Makes 24 stuffed eggs
1 dozen large eggs
3 tablespoons low-fat sour cream
3 tablespoons reduced-calorie mayonnaise
1/2 teaspoon salt
1/2 teaspoon Dijon mustard, optional
1 to 2 tablespoons chipotle chile purée*
1 teaspoon minced garlic
2 tablespoons minced green onion
Topping
1/2 cup diced (1/4-inch) tomatoes
1 tablespoon minced white onion
2 tablespoons minced fresh cilantro
1 to 2 teaspoons chipotle chile purée*
Place eggs in a saucepan and cover with water to 1 inch above eggs. Bring to a boil over high heat, then continue boiling for 10 minutes. After eggs have boiled, remove from heat and run cool water over them. When eggs are cool, carefully peel under running water. Cut eggs in half lengthwise and remove yolks to a mixing bowl. Set egg white halves on a platter, cover, and refrigerate.

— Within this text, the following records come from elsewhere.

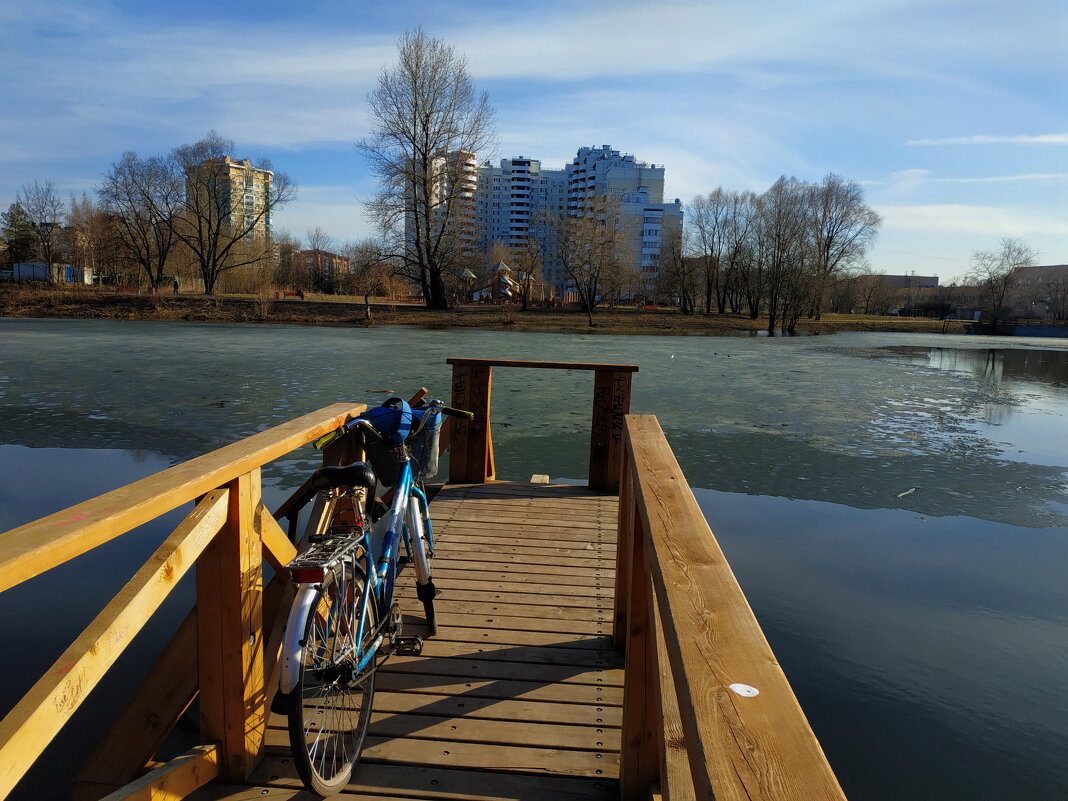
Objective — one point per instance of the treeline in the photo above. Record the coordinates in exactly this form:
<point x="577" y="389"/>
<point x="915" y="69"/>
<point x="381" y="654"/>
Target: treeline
<point x="156" y="217"/>
<point x="781" y="253"/>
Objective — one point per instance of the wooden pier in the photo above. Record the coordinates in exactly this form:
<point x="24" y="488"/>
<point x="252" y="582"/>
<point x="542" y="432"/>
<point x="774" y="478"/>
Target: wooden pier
<point x="593" y="642"/>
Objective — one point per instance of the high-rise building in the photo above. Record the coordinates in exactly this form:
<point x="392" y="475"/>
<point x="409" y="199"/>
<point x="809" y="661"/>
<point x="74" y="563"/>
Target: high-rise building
<point x="452" y="199"/>
<point x="236" y="190"/>
<point x="520" y="200"/>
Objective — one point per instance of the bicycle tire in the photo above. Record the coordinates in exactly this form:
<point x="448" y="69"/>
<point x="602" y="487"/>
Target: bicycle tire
<point x="328" y="717"/>
<point x="422" y="555"/>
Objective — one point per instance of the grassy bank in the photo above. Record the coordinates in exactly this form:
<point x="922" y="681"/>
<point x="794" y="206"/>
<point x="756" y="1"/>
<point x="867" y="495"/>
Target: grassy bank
<point x="103" y="303"/>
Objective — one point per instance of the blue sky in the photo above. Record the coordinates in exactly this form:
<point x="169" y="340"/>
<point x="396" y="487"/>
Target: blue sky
<point x="954" y="115"/>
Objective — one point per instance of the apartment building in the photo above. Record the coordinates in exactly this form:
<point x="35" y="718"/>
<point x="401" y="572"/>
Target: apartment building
<point x="452" y="197"/>
<point x="520" y="199"/>
<point x="235" y="189"/>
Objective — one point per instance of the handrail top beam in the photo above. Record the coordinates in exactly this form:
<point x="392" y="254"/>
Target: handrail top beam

Mash egg yolks to a smooth consistency with a fork or potato masher. Mix in sour cream, mayonnaise, salt, mustard, chipotle purée, and garlic until smooth. Stir in green onions. Spoon yolk mixture into a pastry bag, then squeeze the mixture evenly into egg halves.
Make the topping: in a small bowl, mix together tomatoes, onion, cilantro, and remaining chipotle purée. Top each egg half with 1 teaspoon of tomato mixture.
Serve chilled.
*To make chipotle purée: Place 1 can of chipotle peppers in adobo sauce in blender and purée until smooth. Freeze any remaining purée for another use.
Chef's Tips:
Get yourself a few of those great new "disposable" plastic piping bags and a nice big star tip. These bags make it so much easier to squeeze fillings than always having to wash out a canvas piping bag. If you are in a pinch for a piping bag, use a plastic sandwich bag with a small part of the corner cut off.